Non si sa se definire il tutto un dato di fatto o lasciare spazio alle domande. Ma sembra chiaro ed evidente che il poco spazio concesso alle donne in Italia richieda una spiegazione ed una riflessione.

Ad oggi, social media e televisioni continuano ad essere un punto di riferimento informativo, bacini di insulti, offese, critiche, violenze che le donne subiscono. Il tutto in costante crescita.

Fortunatamente vi sono anche contesti in cui uomini e donne italiani, cooperano, lavorano, con reciprocità e rispetto reciproco, innalzando nettamente la produttività delle aziende.

Cosa succede quando in Italia una donna cerca di affermare le proprie idee e posizioni? Cosa accade quando una donna emerge con le proprie capacità in attività che per decenni sono state attribuite al maschile?

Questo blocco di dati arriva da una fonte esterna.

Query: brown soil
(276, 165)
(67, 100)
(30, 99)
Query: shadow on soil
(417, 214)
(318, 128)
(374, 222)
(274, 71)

Ancora peggio quando una donna osa rifiutare un uomo…

Donne che intraprendono una carriera “tipicamente maschile” in Italia, donne che assumono posizioni di leadership, che compiono atti contrari al pensiero globale della gente, vengono offese, denigrate, maltrattate, messe in un angolo, mal retribuite e cacciate via.

Prendiamo come esempio la capitana della Sea Watch con a bordo 42 migranti. Ha disubbidito al ministro Salvini e con la nave ha forzato il blocco entrando in acque italiane nel pomeriggio di mercoledì’ 26 giugno. 

La sua determinazione ed il suo coraggio, il modo fermo e conciso con il quale ha lasciato dichiarazioni la rendono praticamente inaccettabile. Parole come: “tr***”, “baldracca”, “Put****”, “zecca viziata”, “bruffoncella”.

 

Ma non finisce qui, ogni volta che si gioca una partita di calcio femminile il web si scatena con attacchi ed insulti maschilisti nei confronti delle giocatrici. Le coraggiose atlete che questi giorno stanno entrando in campo per  dare il loro meglio vengono continuamente inondate di critiche ed entrano in contatto con la vergognosa realtà italiana che vede i loro salari nettamente inferiori al calcio maschile

Questi sono i commenti durante l’esultanza delle azzurre: “E ora tutte a casa a preparare la cena”, “giochi a calcio perché ci sono i falli” etc. etc.

Sono tante, molto spesso velate e molto spesso dirette le discriminazioni che gli uomini italiani attuano nei confronti delle donne. Donne facciamo in modo che questo non accada, eliminiamo le dipendenze e restiamo umane nell’apprezzamento delle nostre immense capacità.